Do you know how your computer works? Decades after I first asked myself that question, I find it increasingly difficult to answer: there are more levels of abstraction involved than ever. Whilst every layer that’s been introduced reduced the level of complexity for those working locally on that layer, it had the side effect of increasing the complexity of the overall system.
Today, in 2022, with the number of devices, drivers, languages, frameworks, runtimes, protocols and standards ever increasing, can anyone honestly say that they fully understand how their computer works?
Handling information overload is a key skill of the modern age. Be it technology, medicine, physics, or any number of different disciplines, the corpus of knowledge is too vast to understand it all. Mastery takes 10,000 hours, said Gladwell. Tell that to the academics and practitioners who spend half a day, every day, skimming scientific papers & digests from their configured aggregators.

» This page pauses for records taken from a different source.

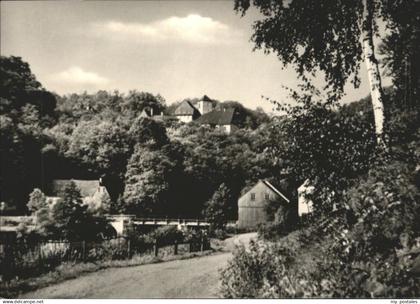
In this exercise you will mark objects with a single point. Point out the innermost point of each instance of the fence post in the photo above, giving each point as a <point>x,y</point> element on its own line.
<point>40,253</point>
<point>156,248</point>
<point>84,250</point>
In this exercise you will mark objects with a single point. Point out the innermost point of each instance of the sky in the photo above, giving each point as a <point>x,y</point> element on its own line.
<point>177,49</point>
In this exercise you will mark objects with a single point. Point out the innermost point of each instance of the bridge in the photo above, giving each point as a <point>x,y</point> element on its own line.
<point>119,222</point>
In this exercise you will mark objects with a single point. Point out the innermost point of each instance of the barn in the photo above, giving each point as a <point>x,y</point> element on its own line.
<point>251,204</point>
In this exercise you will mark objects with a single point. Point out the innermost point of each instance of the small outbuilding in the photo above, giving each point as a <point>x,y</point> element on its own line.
<point>251,205</point>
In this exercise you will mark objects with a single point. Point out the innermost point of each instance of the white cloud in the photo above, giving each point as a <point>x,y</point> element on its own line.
<point>192,28</point>
<point>77,76</point>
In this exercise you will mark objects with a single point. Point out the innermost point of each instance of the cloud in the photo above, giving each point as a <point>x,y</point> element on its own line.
<point>77,76</point>
<point>192,28</point>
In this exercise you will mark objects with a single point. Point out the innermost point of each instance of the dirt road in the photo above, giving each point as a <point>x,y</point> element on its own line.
<point>191,278</point>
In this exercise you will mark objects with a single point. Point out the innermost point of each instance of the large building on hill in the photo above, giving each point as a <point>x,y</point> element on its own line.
<point>93,193</point>
<point>204,113</point>
<point>222,119</point>
<point>251,205</point>
<point>186,112</point>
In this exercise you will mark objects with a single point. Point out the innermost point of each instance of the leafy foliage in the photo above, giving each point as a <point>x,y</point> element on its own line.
<point>217,208</point>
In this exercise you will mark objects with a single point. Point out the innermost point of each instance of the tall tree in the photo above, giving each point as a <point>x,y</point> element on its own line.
<point>327,35</point>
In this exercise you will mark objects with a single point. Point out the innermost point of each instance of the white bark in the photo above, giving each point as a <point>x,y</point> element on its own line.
<point>373,70</point>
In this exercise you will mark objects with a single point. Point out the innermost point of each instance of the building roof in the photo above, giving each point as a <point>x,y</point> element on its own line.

Remaining comfortable and effective amidst overwhelming uncertainty is key. Here, systems thinking plays a key role. If you can grasp the bigger picture, you don’t need to know all the detail. If you can become adept at traversing the abstraction tree – zooming in when necessary, and zooming out when not – all the while curating that holistic understanding of how the system as a whole behaves, then you can remain effective in this modern ocean of information.
From understanding computers, to understanding health – this was my second fascination. Why wasn’t I healthy; how could I become healthy? What is health, anyway? So many scientific disciplines are involved in answering these questions, one can’t learn them all. Systems thinking is required.
From understanding health, to understanding life – this was my third ponderance. Questions of philosophy date back to humans first gazing up at the stars, and more text has been written on this topic than one could read in a lifetime. What for an effective philosophy of life?
Trails begin in our minds as thoughts; concrete questions, perhaps, or whimsical daydreams. Whatever their form, thoughts are vitally important, because thoughts precede actions: mental trails precede physical trails.
I developed a passion for running in 2016, born of a need to improve fitness. It started with road running, where one learns the basics of gait, speed, nutrition. But road running soon transitioned to trail running, and this is where the role of running in my life broadened. Trails are where training plans are replaced by exploration, where civilization is replaced by nature; where one’s mind can truly run free.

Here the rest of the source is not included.